A poster of the vanished women was unveiled yesterday at a news conference featuring police, politicians and the personality behind the crime-busting show America's Most Wanted, John Walsh.
``We all feel in our guts that there may be something very wrong here,'' said Walsh, whose show will air a segment on the missing women on Fox on Saturday.
``It's very unusual for 31 people, no matter what they do, no matter what trade they're in, to disappear like that.''
The women, all prostitutes addicted to drugs or alcohol, have vanished from Vancouver's downtown east side, most in the past few years.
Police acknowledge there could be a serial killer at work but have no bodies, no crime scene and no evidence of foul play.
The $100,000 reward will be for information leading to the arrest and conviction of anyone responsible for confining, kidnapping or murdering any of the women.
``It's important that we recognize that despite the fact that these women may have worked in the sex trade they have the right to their dignity, their safety and their security, as much as anyone else in British Columbia or Canada has,'' said B.C. Attorney-General Ujjal Dosanjh.
The province is putting up $70,000 of the reward and the Vancouver police board is contributing the remaining $30,000.

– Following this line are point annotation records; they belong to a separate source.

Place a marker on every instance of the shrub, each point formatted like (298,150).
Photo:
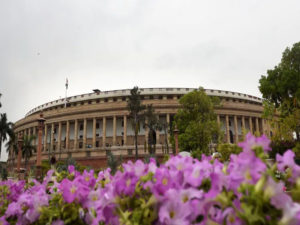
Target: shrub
(183,190)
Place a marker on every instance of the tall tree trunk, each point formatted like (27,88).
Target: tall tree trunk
(25,175)
(0,144)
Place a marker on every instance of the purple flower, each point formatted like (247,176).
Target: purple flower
(174,212)
(58,222)
(3,221)
(245,167)
(74,190)
(125,183)
(252,142)
(287,161)
(88,178)
(163,181)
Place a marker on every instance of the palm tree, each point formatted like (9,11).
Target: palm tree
(6,129)
(135,109)
(27,148)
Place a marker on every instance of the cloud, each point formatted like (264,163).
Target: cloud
(215,44)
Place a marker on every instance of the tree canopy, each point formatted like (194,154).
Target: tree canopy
(281,89)
(6,129)
(197,122)
(135,108)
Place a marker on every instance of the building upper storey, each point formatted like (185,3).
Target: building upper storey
(156,92)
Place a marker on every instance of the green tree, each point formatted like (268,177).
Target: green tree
(281,89)
(28,148)
(152,123)
(12,146)
(6,129)
(135,108)
(197,122)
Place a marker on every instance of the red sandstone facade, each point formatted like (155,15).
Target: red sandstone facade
(92,124)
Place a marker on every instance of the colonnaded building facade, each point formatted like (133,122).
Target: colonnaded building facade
(91,125)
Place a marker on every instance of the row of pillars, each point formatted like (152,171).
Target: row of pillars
(114,140)
(251,128)
(84,138)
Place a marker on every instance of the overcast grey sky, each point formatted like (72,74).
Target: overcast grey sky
(116,44)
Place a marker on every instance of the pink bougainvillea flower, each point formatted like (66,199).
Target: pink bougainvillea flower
(251,142)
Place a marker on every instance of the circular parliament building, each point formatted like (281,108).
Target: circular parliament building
(90,126)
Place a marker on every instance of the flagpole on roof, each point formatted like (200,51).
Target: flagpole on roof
(67,84)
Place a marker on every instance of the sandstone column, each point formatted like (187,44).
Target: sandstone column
(257,126)
(20,143)
(104,132)
(45,137)
(59,136)
(114,131)
(125,130)
(75,134)
(52,137)
(263,125)
(218,120)
(250,124)
(227,129)
(236,130)
(94,132)
(243,123)
(157,133)
(34,134)
(67,134)
(84,133)
(168,124)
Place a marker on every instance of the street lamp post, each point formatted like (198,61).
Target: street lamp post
(20,144)
(41,121)
(176,132)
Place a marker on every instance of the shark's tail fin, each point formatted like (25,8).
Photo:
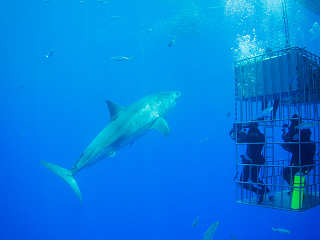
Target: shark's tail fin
(66,175)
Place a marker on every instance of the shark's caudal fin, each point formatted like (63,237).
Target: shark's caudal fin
(66,175)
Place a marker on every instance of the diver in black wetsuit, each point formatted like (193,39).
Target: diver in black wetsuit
(253,157)
(306,150)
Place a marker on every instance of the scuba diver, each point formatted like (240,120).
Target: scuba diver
(302,152)
(253,158)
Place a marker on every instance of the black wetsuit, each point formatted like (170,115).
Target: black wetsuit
(254,150)
(308,149)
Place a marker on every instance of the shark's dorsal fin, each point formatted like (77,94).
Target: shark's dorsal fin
(162,126)
(114,109)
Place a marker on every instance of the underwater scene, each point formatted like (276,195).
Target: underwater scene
(153,120)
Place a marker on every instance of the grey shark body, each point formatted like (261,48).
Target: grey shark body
(126,126)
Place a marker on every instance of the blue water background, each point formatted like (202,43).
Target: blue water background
(51,108)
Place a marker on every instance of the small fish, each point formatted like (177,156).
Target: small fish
(208,235)
(50,54)
(233,237)
(171,43)
(121,58)
(115,17)
(306,125)
(281,230)
(195,222)
(204,140)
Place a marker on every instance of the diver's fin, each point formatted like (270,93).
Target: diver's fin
(114,109)
(162,126)
(113,154)
(66,175)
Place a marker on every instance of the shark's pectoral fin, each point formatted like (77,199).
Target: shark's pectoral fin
(162,126)
(114,109)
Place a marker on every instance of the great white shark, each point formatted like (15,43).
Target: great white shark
(126,125)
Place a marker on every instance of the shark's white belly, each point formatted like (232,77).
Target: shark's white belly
(115,135)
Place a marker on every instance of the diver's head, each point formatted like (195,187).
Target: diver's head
(295,119)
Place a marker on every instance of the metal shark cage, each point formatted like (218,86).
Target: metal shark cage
(290,77)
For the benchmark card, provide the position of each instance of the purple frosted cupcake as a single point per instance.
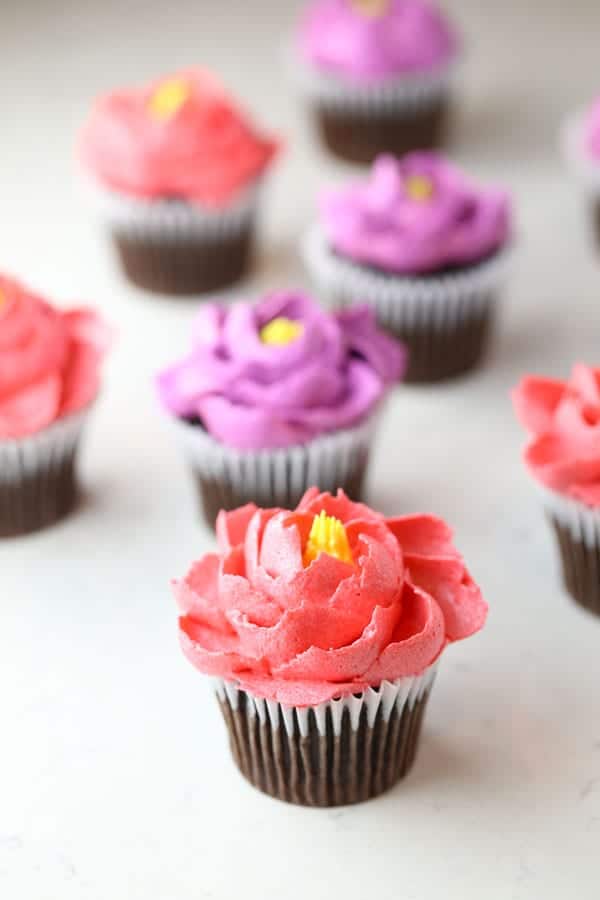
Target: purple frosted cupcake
(426, 248)
(277, 397)
(378, 74)
(581, 142)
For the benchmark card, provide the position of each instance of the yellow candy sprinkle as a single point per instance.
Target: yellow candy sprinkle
(167, 100)
(281, 331)
(327, 535)
(419, 188)
(371, 8)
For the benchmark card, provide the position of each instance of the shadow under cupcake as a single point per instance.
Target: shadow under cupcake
(277, 396)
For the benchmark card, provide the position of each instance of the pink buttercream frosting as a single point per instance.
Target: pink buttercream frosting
(179, 138)
(256, 614)
(49, 360)
(415, 216)
(563, 418)
(373, 40)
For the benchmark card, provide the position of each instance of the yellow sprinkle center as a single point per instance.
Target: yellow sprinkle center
(371, 8)
(419, 188)
(167, 100)
(281, 331)
(327, 535)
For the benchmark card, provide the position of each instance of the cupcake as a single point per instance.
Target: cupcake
(378, 74)
(426, 248)
(49, 379)
(563, 455)
(175, 171)
(323, 629)
(277, 396)
(581, 141)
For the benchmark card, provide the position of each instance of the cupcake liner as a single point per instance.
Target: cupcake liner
(443, 319)
(229, 478)
(340, 752)
(577, 529)
(169, 246)
(38, 477)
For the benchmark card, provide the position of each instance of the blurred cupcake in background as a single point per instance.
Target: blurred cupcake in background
(277, 396)
(563, 455)
(426, 248)
(175, 171)
(378, 74)
(322, 628)
(49, 379)
(581, 143)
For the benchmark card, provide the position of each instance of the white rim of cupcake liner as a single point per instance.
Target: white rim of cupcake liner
(325, 461)
(169, 219)
(389, 695)
(403, 301)
(583, 166)
(21, 458)
(403, 93)
(582, 521)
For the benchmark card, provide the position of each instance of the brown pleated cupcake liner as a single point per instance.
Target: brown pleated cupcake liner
(188, 266)
(580, 565)
(38, 483)
(360, 136)
(228, 478)
(316, 761)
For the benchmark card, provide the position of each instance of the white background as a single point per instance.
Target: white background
(115, 777)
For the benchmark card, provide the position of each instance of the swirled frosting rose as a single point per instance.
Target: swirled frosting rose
(281, 372)
(563, 419)
(179, 138)
(371, 40)
(414, 216)
(325, 601)
(49, 360)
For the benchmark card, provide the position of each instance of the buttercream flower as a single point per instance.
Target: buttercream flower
(563, 419)
(416, 215)
(49, 360)
(374, 40)
(281, 372)
(181, 137)
(325, 601)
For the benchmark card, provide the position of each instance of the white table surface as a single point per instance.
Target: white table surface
(115, 776)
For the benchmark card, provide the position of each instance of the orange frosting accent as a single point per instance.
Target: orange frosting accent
(327, 535)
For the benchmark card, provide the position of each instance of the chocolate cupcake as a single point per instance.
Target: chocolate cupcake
(174, 171)
(377, 73)
(323, 638)
(277, 396)
(563, 455)
(49, 365)
(581, 141)
(426, 248)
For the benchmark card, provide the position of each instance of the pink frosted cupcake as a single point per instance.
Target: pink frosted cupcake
(581, 141)
(277, 396)
(563, 455)
(49, 378)
(427, 248)
(175, 170)
(377, 73)
(323, 629)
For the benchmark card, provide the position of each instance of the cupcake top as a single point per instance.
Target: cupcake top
(563, 419)
(414, 216)
(49, 360)
(325, 601)
(373, 40)
(280, 372)
(179, 138)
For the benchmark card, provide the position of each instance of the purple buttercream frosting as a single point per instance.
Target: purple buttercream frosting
(371, 40)
(253, 395)
(414, 216)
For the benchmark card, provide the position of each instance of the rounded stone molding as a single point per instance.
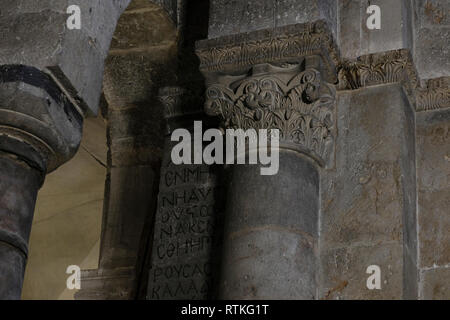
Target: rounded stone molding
(38, 122)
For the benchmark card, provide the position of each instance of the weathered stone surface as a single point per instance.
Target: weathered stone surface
(126, 205)
(271, 229)
(345, 277)
(78, 53)
(432, 38)
(19, 185)
(355, 39)
(433, 169)
(233, 17)
(183, 244)
(367, 199)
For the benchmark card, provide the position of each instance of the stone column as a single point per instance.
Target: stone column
(273, 80)
(185, 240)
(40, 129)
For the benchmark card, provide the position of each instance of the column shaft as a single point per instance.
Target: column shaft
(271, 231)
(19, 184)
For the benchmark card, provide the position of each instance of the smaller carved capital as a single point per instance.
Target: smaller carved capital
(380, 68)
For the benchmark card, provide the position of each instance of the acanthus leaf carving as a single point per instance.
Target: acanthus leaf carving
(300, 106)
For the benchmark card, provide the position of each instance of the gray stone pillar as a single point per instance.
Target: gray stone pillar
(271, 222)
(40, 129)
(271, 231)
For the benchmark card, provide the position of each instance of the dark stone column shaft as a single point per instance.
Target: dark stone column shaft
(271, 228)
(19, 184)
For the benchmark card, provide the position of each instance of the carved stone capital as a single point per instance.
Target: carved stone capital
(39, 123)
(276, 79)
(295, 101)
(289, 44)
(395, 67)
(380, 68)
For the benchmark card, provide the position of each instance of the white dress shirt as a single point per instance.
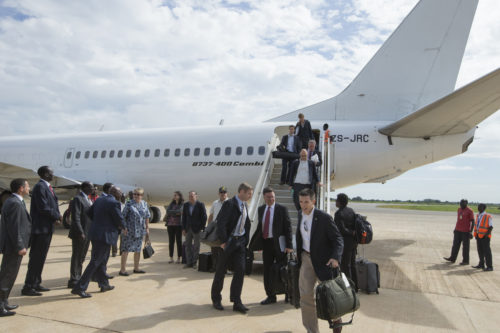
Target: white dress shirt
(305, 230)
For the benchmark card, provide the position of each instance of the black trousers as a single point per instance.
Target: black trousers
(234, 252)
(484, 251)
(269, 257)
(80, 248)
(348, 263)
(297, 187)
(460, 237)
(11, 261)
(97, 266)
(40, 244)
(174, 237)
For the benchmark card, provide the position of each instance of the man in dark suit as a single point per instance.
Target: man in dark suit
(194, 218)
(303, 175)
(290, 143)
(107, 221)
(44, 213)
(79, 231)
(233, 228)
(273, 236)
(319, 248)
(303, 130)
(15, 232)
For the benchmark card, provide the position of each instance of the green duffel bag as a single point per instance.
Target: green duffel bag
(335, 298)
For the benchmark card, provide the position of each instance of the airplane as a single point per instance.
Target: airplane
(399, 113)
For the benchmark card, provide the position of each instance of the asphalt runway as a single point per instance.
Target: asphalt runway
(419, 291)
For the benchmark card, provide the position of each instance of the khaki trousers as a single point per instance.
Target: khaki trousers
(307, 282)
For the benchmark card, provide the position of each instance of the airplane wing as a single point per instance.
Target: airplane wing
(456, 113)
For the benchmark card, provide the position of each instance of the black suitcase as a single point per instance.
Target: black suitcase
(279, 278)
(205, 262)
(292, 270)
(368, 275)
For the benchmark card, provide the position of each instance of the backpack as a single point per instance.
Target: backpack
(364, 231)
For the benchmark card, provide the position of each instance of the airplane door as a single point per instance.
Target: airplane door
(68, 157)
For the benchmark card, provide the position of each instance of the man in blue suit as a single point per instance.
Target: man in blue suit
(107, 221)
(44, 213)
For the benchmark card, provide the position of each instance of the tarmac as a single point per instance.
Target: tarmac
(419, 291)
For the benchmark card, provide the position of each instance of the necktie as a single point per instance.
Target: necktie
(243, 218)
(267, 222)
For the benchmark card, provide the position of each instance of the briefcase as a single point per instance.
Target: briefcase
(335, 298)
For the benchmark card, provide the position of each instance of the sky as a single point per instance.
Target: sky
(77, 66)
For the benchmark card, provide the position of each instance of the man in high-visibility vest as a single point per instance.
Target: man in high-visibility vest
(482, 233)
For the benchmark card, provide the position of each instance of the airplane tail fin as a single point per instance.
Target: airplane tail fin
(417, 65)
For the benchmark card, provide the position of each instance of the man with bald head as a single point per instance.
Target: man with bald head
(107, 221)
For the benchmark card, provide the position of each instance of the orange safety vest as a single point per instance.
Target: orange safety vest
(484, 224)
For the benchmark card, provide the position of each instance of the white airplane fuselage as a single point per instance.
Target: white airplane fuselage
(359, 154)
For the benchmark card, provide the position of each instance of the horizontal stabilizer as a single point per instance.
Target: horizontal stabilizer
(456, 113)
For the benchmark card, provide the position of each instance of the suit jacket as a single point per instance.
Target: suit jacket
(107, 220)
(313, 175)
(281, 227)
(326, 243)
(306, 131)
(15, 226)
(44, 209)
(228, 218)
(196, 221)
(80, 221)
(297, 144)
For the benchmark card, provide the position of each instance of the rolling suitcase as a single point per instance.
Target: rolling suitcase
(205, 262)
(292, 270)
(368, 275)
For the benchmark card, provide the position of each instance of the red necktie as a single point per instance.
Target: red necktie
(266, 222)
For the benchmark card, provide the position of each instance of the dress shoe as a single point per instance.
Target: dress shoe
(239, 307)
(80, 293)
(107, 288)
(268, 300)
(30, 292)
(217, 306)
(5, 312)
(11, 307)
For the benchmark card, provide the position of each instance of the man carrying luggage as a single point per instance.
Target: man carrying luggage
(274, 237)
(319, 249)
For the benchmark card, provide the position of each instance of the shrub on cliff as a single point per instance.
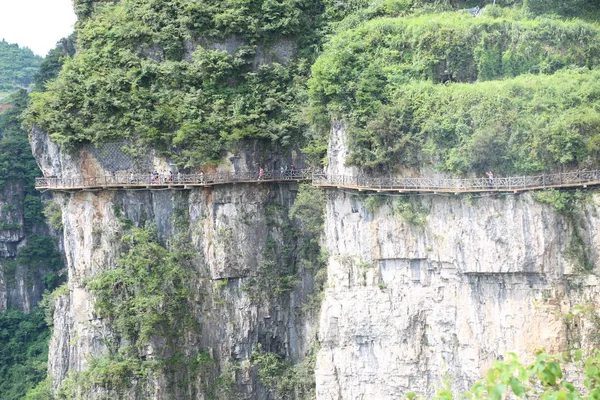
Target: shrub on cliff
(518, 94)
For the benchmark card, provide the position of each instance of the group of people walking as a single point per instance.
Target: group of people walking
(161, 178)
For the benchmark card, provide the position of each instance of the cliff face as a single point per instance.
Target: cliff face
(19, 287)
(424, 290)
(233, 232)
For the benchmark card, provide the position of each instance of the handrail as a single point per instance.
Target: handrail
(320, 178)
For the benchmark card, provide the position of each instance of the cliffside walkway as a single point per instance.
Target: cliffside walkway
(360, 182)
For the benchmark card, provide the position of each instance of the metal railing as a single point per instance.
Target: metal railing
(151, 179)
(574, 178)
(319, 178)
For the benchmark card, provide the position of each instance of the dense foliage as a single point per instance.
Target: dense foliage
(16, 161)
(156, 71)
(145, 296)
(544, 378)
(520, 94)
(23, 352)
(17, 66)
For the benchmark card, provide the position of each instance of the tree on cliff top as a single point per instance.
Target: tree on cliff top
(18, 65)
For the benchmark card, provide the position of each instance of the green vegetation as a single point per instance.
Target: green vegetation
(16, 161)
(143, 295)
(542, 379)
(17, 66)
(23, 352)
(286, 381)
(136, 78)
(146, 295)
(23, 337)
(411, 211)
(520, 94)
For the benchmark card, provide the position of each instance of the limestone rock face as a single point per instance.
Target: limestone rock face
(409, 306)
(19, 288)
(228, 228)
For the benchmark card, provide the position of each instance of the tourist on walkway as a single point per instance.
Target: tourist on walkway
(490, 175)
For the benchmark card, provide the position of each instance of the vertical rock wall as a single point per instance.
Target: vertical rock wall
(413, 303)
(229, 229)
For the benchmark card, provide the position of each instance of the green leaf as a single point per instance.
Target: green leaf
(517, 387)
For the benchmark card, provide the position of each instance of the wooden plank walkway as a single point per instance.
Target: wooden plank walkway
(134, 181)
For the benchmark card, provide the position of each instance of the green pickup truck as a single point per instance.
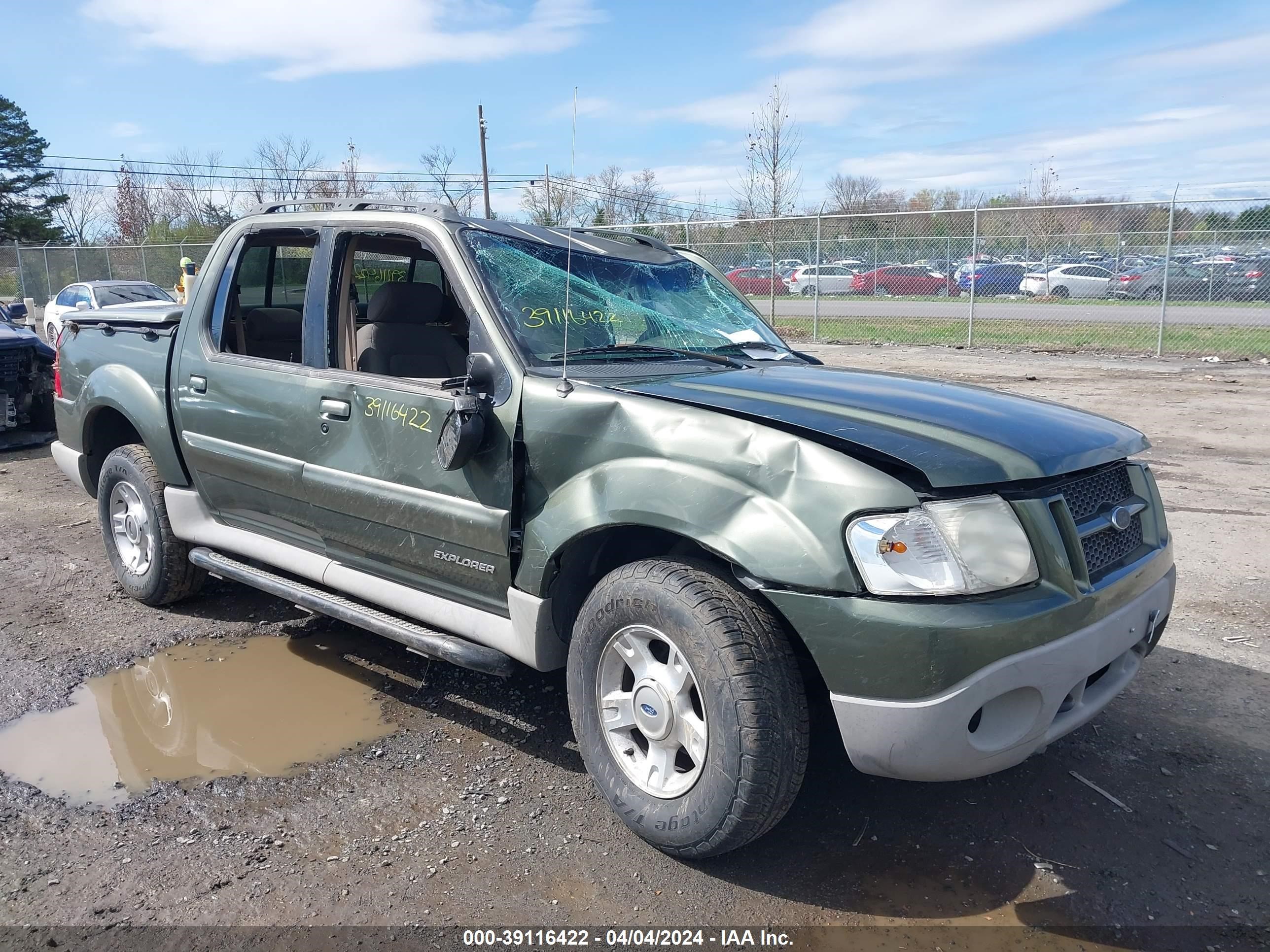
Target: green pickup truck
(504, 444)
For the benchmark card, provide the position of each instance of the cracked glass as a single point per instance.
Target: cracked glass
(611, 301)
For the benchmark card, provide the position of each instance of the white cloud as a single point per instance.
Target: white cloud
(1226, 54)
(314, 37)
(587, 106)
(903, 30)
(1152, 148)
(817, 96)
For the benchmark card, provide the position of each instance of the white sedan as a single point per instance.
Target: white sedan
(1067, 281)
(92, 295)
(830, 278)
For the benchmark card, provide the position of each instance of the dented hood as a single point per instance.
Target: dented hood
(953, 433)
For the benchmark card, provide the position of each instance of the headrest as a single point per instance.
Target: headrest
(406, 303)
(274, 324)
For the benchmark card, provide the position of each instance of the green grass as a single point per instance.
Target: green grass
(1075, 336)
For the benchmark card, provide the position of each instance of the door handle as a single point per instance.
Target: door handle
(334, 409)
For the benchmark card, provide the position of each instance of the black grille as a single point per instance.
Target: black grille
(1089, 494)
(10, 364)
(1106, 547)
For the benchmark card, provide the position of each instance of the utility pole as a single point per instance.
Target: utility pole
(484, 167)
(546, 174)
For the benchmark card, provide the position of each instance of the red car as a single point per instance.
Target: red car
(905, 280)
(756, 281)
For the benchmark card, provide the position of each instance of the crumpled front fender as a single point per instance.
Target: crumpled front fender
(770, 502)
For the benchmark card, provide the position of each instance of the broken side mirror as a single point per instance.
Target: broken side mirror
(461, 432)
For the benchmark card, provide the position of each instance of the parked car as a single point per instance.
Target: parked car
(1068, 281)
(1185, 283)
(993, 280)
(26, 382)
(903, 280)
(967, 574)
(830, 278)
(96, 295)
(756, 281)
(1249, 281)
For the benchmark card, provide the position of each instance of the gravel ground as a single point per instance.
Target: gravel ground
(475, 809)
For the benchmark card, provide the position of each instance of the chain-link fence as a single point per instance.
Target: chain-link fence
(40, 272)
(1127, 277)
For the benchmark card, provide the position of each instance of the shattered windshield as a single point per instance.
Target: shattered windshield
(611, 301)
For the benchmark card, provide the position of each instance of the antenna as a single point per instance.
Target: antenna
(564, 387)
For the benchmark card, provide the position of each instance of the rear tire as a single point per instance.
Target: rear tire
(743, 717)
(150, 563)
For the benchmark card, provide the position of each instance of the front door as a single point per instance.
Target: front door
(382, 502)
(243, 391)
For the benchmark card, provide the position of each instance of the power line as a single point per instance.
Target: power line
(171, 169)
(171, 164)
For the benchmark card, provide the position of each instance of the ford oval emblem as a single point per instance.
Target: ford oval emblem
(1121, 518)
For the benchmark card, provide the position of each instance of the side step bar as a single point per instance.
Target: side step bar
(416, 638)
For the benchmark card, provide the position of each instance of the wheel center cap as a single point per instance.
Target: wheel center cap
(653, 713)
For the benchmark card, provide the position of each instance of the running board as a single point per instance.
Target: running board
(416, 638)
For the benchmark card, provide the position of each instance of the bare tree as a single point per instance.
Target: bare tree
(350, 182)
(771, 179)
(645, 197)
(446, 184)
(193, 192)
(285, 169)
(562, 205)
(852, 193)
(133, 214)
(606, 196)
(83, 215)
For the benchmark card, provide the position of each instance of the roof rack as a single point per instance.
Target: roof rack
(358, 205)
(609, 233)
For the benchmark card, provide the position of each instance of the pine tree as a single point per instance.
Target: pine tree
(26, 206)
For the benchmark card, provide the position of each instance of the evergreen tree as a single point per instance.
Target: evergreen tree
(26, 206)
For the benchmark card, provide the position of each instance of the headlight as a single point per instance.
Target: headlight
(943, 549)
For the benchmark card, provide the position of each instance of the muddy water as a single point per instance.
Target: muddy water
(262, 708)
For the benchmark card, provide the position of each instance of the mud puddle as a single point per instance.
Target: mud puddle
(262, 708)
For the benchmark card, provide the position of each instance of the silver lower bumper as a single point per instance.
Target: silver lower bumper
(1002, 714)
(71, 464)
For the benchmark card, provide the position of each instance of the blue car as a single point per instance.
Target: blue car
(993, 280)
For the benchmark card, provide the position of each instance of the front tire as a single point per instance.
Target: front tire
(687, 706)
(150, 563)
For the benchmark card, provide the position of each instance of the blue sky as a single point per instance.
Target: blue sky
(1127, 97)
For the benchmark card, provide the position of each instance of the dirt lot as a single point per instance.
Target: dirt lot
(474, 808)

``This is something that is absolutely vital to the families of these missing people,'' said Vancouver Mayor Philip Owen.
The family of one of the missing women welcomes the reward and the television exposure but said it's been too long in coming.
``There's no doubt we all hope that something positive comes from this but we wouldn't be this far ahead if the families hadn't been kicking and screaming and making phone calls to the media,'' said Robert McClelland, whose stepdaughter, Helen Hallmark, was last seen in June, 1997.
McClelland and other advocates for downtown east-side prostitutes say police and politicians have been too slow in responding to the missing women.
If they were from another group in society and not sex-trade workers, more would have been done, their supporters add.
``All the politics is very frustrating,'' McClelland said in an interview. ``We're dealing with people's lives here.''
The official number of missing women has been increased by four in the past month.
A total of 22 prostitutes have vanished since 1995, with the other nine disappearances dating back to 1978.
The women originally appeared to be nothing more than missing persons, said Vancouver police spokesperson Constable Anne Drennan.
It wasn't until about two years ago that their numbers increased dramatically, she added.
``Once we became aware, as did the community, that there was clearly something wrong here, something that we should be very concerned about, we started to kick in additional resources,'' Drennan said.
``We would like nothing more than to see these cases resolved.''
The case is now ``extremely active'' and in the past year the number of officers assigned to it has increased from one missing-person specialist to eight full-time investigators and another part-time, Drennan said.
Walsh said his program, which has a weekly audience of 14 million, has led to the capture of 575 fugitives in 30 different countries, including 13 individuals on the 10 Most Wanted list.